Nell’epoca dell’irrefrenabile globalizzazione capitalista, sistema economico e culturale per sua natura espansionistico e transnazionale (saldamente penetrato ormai anche nei Paesi “socialisti”, Cina e Russia in testa), i progetti di Trump – o forse sarebbe più idoneo chiamarli “ricatti” per facilitare le conseguenti trattative – stridono con quella società dei consumi di matrice squisitamente calvinista-statunitense. Rilanciare il sovranismo, alzare steccati, disseminare dazi per riproporre l’idea della “Grande America” stona di fatto con una realtà mondiale ormai costituita da mercati e da nazioni sempre più interdipendenti tra loro. Il tentativo di rilanciare il ruolo degli States nello scacchiere internazionale, dopo aver provato a farlo con le armi “esportatrici di democrazia”, appare sinceramente disperato rispetto alla drastica riduzione del peso economico e tecnologico statunitense a fronte della crescita in particolare dei Paesi asiatici.
Ma questa storia ha radici antiche.
Gli Usa, i vincitori della seconda guerra mondiale, hanno cominciato a conquistare, anche economicamente e culturalmente, gran parte del vecchio continente nel dopoguerra, in piena guerra fredda. In particolare l’Italia, una “diga” ai sogni sovietici di “infiltrazione” nel Mediterraneo, ha sempre rappresentato un territorio ideale per installare basi militari, disseminate, ad esempio, a Napoli, Ghedi, Aviano. La Nato è l’ombrello su tutto ciò. Gli investimenti del Piano Marshall hanno poi creato le basi del “mercato italiano”, con la presenza di quote crescenti di prodotti “made in Usa”, inizialmente simbolici la Coca Cola, il blue jeans e la gomma da masticare, poi il fast food, fino allo tsunami di quelli culturali, dalla musica al cinema fino ai sempre più diffusi anglicismi nel nostro linguaggio quotidiano. Qualcuno ha cominciato a parlare, a buon ragione, di “colonialismo culturale”.
Parallelamente gli Stati Uniti hanno adottato l’Italia anche politicamente. Abbiamo visto all’America come la maggiore democrazia del mondo, benché sia una nazione dove si pratichi ancora la pena di morte. E si voti in massa un presidente condannato, i cui sostenitori si sono resi protagonisti dell’assalto al Congresso.

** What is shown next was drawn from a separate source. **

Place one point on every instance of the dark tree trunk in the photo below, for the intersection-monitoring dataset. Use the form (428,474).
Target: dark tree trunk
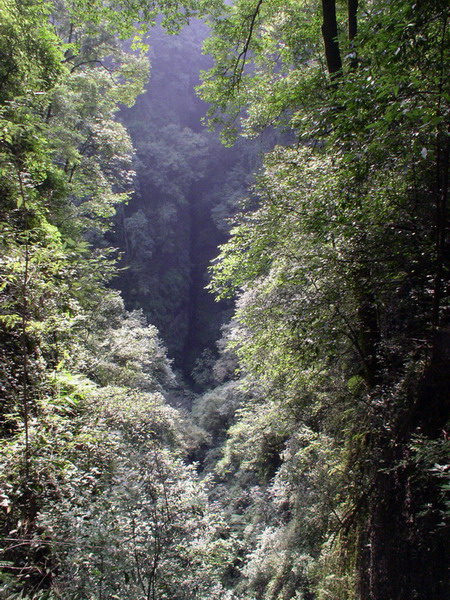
(329,33)
(352,19)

Negli anni, i sospetti di infiltrazioni della Cia in Italia sono stati molteplici. Ci sarebbero stati già alle prime elezioni politiche della neonata Repubblica, quando i democristiani sconfissero i comunisti e i socialisti. Raccapriccianti ipotesi restano aperte sulla fine di Enrico Mattei in un misterioso incidente aereo nel 1962: il fondatore dell’Eni si era opposto proprio agli interessi statunitensi nel ricco business petrolifero. Nel 1978 Aldo Moro, che stava aprendo il governo ai comunisti, fu rapito e ucciso dalle Brigate Rosse e qualcuno ricorda le minacce di Kissinger. Anche l’agonia di Bettino Craxi negli anni Novanta viene spesso collegata al suo coraggioso rifiuto di consegnare all’aeronautica americana i prigionieri arabi catturati su una nave italiana. E non vanno dimenticate le nostre partecipazioni alle guerre Usa o alla fine di Gheddafi nel 2011, Obama tra i probabili registi e Berlusconi indolente esecutore.
Tutto ciò, è innegabile, ha trascinato al ribasso il livello culturale e cognitivo medio degli italiani, un tempo emblema dell’umanesimo e dell’illuminismo. Una regressione che comprende, ovviamente, anche le classi dirigenti. Per quanto, ad onor del vero, il “protettorato statunitense” abbia garantito a lungo pace e benessere.
Tuttavia il vero rischio per gli Stati Uniti di Trump è quello che il declino americano sia irreversibile su tutti i fronti. Quello economico è cominciato, ma presto potrebbe trascinarsi dietro anche quello culturale (o pseudoculturale). I tentativi di frenata con i dazi o altri palliativi rischia concretamente di rivelarsi infruttifero. Se non dannoso.
Ma la crisi americana s’inserisce nella più complessiva crisi del mondo occidentale. L’Europa c’è dentro. Il boom delle destre estreme ne è la conseguenza più lampante. La paura è che la colonia culturale statunitense si trasformi in qualcosa di peggio, con culture e fedi religiose ben più pericolose, come c’ha messo in guarda Oriana Fallaci.